In any case, here are you headlines from the past weekend. I'm still recovering from eating too much cake and drinking too much beer, but I'll have some good stuff coming up this week.
- In a somewhat surprising move, the Vancouver Organizing Committee has shutout Right To Play, a charity that was covered here on HBIC, over a sponsorship problem. VANOC has told Right To Play that the official Olympic sponsors get precendence over Right To Play's sponsors, and that if Right To Play wants to set up shop in the athlete's village, they need to drop their sponsorship information. Now, I'm not one to criticize an organizing committee because they do need sponsors to run the programming, but we're talking about a charity that started out of the Olympics! Right To Play started in 1992 and was called Olympic Aid. They've since grown much larger than just as an Olympic charitable organization, and Vancouver won't let them be at the village? Poor form, VANOC. Very poor form, especially with the number of athletes involved who contribute to Right To Play.
- It's funny how the Lightning have started the season 0-2 this year after investing in over-the-hill and never-was forwards while trading away some decent talent. Filip Kuba looked solid on the Ottawa blueline, but Andrej Meszaros was rather invisible for Tampa. Goaltending doesn't appear to be an issue for the Lightning, but those six guys between the forwards and the goaltenders are softer than melted butter, and that's going to hurt Tampa Bay all season long. Make no mistake that teams like Philly and Boston will hurt T-Bay whenever they play them with their large, physical forwards.
- The Montreal Canadiens shed themselves of some baggage today, waiving goaltender Marc Denis and defenceman Alex Henry. Why did Montreal waste money and paper signing Denis? He will be a career AHL goaltender for the rest of his career unless the NHL decides to expand again. And that won't happen for a long, long time (I hope).
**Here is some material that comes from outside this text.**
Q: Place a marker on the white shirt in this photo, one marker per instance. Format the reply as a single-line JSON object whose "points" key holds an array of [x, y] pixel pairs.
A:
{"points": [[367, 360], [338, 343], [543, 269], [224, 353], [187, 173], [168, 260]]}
- Montreal also demoted Max Pacioretty and Yannick Weber to the AHL Hamilton Bulldogs on Saturday. Don't get me wrong here, but Bob Gainey is doing both good and bad. The good is that both Pacioretty and Weber can hone their skills in the AHL and make them better for the future, as well as being valuable call-ups if there are injuries. The bad is that Pacioretty looked NHL-ready, and could have been a very exciting rookie to have on the big squad this season. The best part of this news is that Gainey, through excellent drafting and scouting, has assembled an impressive future for the Canadiens.
- Ondrej Pavelec, last year's AHL Calder Cup winning goaltender, has refused to report to the AHL's Chicago Wolves after being demoted by the Atlanta Thrashers. His agent has stated that his client will get on a plane and go home. I'm not sure if that's Kladno, Czech Republic or somewhere else, but I'm quite certain there are a number of teams - both in the NHL or in Europe - that would love to have the 21 year-old suit up for them. If nothing is done in the short-term, I could see the Thrashers trading him by mid-November for some decent NHL-ready talent.
- The IIHF's Champions Hockey League launched a new website as they prepare for their upcoming games. It's laid out fairly well, and it seems to be pretty user friendly. In one of the more interesting stories on the site this weekend was a story about Oleg Tverdovsky's rough play in the Russian League. Oleg? You're kidding me, right? Maybe he really was scared of the "bigger" guys in the NHL?